Bayesian Estimation of Spatial Lagged Panel Quantile Regression Model

This paper proposes a Bayesian estimation method for spatial lagged panel quantile models. The proposed model simultaneously considers spatial lag effects of the dependent variable and the quantile regression framework, enabling effective capture of spatial dependence and conditional distribution heterogeneity. The research constructs a Bayesian estimation framework based on the asymmetric Laplace distribution by decomposing the random disturbance term into a combination of normal and exponential distributions, successfully developing a probabilistic model with both thick tail robustness and computational efficiency. On this basis, the study derives the full conditional posterior probability distributions of model parameters and designs a hybrid Markov Chain Monte Carlo (MCMC) sampling algorithm integrating Gibbs sampling and Metropolis–Hastings algorithm for parameter estimation.
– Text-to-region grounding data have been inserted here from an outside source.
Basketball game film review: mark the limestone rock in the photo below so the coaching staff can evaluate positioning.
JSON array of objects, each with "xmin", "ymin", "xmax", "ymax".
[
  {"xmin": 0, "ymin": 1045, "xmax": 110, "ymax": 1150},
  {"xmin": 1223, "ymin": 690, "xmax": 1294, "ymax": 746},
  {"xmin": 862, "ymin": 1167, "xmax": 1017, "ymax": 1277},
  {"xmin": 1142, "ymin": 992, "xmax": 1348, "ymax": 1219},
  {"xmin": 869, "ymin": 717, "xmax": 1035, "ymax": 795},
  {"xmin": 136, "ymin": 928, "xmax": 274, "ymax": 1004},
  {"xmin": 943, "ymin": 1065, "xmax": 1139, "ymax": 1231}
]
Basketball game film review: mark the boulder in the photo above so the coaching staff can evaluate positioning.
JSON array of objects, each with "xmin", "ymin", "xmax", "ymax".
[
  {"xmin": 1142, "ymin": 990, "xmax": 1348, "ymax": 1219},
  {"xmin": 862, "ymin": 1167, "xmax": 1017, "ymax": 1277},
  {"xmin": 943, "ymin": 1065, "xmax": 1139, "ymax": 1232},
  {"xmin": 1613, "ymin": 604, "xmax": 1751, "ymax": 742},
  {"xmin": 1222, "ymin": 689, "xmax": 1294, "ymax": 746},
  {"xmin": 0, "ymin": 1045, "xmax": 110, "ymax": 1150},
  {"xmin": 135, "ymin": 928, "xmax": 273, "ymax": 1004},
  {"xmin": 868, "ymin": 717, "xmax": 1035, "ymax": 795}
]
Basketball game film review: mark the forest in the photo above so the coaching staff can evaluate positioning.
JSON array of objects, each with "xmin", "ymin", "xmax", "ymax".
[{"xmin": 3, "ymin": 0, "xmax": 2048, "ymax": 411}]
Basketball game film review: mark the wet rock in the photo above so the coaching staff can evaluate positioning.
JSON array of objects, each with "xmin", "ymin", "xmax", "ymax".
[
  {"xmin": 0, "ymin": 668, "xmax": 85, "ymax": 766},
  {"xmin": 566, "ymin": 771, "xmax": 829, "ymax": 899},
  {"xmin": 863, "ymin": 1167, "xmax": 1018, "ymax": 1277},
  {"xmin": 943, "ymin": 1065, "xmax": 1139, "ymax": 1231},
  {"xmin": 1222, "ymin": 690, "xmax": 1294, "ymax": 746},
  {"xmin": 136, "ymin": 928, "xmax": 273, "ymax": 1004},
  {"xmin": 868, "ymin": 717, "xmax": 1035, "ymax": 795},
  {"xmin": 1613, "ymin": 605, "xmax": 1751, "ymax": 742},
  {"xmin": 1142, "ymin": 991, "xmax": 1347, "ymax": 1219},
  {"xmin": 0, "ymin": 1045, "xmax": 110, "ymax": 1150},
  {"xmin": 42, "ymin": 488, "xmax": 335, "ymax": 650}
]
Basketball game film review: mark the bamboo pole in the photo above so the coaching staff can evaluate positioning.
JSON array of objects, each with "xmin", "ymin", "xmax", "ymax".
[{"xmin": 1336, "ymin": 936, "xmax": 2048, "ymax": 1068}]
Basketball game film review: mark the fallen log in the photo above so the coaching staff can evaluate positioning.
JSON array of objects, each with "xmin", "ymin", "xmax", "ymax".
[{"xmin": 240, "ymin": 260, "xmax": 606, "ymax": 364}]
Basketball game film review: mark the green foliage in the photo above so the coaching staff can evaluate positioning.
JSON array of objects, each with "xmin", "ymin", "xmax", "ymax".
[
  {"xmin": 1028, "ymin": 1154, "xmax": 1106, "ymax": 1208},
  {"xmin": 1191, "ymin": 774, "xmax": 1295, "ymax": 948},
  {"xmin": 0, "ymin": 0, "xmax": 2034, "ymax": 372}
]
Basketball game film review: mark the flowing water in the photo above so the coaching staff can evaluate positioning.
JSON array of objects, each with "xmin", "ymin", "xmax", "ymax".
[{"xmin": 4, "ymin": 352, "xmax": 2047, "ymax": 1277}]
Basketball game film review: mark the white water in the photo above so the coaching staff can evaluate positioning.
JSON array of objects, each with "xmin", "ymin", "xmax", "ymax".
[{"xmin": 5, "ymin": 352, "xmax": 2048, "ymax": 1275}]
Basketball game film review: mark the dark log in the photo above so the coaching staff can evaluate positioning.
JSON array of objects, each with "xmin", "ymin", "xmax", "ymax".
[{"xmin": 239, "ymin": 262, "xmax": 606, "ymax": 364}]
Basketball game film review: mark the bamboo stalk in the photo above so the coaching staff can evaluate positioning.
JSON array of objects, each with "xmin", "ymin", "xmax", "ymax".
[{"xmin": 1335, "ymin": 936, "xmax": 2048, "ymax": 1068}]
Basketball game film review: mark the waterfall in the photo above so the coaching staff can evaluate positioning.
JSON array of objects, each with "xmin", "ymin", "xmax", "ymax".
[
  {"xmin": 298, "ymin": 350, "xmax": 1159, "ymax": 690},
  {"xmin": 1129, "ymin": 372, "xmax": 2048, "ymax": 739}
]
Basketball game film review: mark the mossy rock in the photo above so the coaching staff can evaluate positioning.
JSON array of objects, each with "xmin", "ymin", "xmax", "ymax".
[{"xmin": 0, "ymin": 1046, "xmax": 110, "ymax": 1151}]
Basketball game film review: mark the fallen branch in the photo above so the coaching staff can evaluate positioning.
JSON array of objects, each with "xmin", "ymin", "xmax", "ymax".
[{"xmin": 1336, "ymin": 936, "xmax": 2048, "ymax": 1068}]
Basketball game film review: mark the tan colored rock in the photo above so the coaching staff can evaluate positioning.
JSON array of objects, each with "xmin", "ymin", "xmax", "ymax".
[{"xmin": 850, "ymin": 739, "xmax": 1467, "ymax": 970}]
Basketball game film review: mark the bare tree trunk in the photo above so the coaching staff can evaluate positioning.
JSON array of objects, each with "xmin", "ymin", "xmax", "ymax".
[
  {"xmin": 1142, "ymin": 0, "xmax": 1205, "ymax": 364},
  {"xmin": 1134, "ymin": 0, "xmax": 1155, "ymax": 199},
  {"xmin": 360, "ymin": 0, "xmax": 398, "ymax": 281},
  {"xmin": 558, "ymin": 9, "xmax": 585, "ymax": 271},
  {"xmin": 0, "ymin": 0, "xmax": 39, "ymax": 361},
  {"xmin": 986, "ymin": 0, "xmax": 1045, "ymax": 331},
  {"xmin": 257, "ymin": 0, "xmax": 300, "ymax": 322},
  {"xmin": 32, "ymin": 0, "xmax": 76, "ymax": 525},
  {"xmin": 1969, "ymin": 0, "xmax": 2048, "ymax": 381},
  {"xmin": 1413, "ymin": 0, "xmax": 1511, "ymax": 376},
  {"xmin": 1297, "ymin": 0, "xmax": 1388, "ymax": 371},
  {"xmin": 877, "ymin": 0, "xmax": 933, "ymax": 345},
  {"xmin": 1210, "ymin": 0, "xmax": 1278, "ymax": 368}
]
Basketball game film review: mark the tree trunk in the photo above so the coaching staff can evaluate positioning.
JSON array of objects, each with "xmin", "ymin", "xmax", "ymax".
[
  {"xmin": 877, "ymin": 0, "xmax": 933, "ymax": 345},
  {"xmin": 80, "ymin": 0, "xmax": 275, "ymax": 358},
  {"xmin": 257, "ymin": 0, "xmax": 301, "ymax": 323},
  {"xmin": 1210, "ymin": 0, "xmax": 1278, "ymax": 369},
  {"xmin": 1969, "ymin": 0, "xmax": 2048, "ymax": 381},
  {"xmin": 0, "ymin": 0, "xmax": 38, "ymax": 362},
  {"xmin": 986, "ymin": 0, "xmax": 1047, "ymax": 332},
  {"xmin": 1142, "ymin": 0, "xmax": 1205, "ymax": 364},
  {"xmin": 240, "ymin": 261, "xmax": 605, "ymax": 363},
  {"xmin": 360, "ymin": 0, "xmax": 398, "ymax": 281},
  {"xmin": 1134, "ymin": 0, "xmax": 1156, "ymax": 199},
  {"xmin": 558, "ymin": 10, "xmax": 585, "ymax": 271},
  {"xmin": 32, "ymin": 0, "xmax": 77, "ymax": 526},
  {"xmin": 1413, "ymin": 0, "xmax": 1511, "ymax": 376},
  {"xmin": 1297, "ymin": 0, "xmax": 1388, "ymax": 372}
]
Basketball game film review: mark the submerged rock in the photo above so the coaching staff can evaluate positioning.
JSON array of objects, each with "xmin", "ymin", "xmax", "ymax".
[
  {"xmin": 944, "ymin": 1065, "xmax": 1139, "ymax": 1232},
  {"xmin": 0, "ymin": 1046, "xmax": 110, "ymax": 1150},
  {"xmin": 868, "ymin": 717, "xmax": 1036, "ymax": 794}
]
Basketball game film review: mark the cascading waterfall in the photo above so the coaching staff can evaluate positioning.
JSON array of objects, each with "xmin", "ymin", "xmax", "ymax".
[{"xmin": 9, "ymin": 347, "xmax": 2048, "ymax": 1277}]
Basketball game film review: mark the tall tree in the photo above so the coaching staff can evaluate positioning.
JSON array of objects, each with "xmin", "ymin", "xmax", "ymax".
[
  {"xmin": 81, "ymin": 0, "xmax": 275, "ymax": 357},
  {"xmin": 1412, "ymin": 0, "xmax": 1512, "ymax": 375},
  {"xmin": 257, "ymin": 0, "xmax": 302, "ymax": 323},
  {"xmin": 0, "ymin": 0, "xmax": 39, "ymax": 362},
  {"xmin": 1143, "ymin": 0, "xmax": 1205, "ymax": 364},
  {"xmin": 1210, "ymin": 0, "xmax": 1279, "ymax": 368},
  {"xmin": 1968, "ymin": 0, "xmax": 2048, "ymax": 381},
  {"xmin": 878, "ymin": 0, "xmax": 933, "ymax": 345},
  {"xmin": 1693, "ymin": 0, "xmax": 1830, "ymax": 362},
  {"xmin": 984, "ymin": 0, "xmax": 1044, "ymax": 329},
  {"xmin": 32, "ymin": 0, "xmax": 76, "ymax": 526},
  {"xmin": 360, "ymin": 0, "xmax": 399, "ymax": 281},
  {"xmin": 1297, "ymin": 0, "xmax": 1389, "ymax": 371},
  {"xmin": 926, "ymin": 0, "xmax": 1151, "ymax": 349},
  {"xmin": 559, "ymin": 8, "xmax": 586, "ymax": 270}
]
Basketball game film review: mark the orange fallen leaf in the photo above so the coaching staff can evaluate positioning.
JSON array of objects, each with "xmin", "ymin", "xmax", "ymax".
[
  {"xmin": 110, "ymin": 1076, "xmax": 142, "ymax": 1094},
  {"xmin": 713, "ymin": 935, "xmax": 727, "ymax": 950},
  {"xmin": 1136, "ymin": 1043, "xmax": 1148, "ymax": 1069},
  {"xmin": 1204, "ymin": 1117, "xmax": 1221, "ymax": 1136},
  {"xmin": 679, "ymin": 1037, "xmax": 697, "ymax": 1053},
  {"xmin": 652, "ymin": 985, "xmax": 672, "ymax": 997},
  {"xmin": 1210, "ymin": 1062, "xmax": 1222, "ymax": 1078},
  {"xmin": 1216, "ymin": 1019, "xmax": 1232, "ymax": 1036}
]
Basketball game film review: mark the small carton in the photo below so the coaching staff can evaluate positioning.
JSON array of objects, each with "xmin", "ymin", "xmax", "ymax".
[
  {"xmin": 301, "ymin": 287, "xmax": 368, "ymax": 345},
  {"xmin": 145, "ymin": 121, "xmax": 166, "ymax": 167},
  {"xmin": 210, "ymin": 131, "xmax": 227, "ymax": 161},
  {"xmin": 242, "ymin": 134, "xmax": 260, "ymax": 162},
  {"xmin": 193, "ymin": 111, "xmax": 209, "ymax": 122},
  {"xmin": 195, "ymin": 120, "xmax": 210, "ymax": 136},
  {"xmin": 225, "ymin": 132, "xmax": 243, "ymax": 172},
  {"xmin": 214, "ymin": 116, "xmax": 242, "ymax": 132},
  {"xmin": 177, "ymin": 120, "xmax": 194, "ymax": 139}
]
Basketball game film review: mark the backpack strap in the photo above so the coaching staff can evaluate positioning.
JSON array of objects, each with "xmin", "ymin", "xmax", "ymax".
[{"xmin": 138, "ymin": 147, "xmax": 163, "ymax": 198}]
Numerical simulation experiments demonstrate that, compared with traditional estimation methods, the proposed Bayesian estimation approach exhibits superior estimation accuracy and robustness across different quantiles, with particularly pronounced advantages in small sample and heavy-tailed distribution scenarios. This methodology provides a more reliable theoretical tool for analyzing panel data with spatial dependencies. This method can not only accurately quantify the spatial spillover effect, but also identify the different effects of the same influencing factor at different emission levels, which provides a strong methodological support for formulating differentiated and precise emission reduction policies.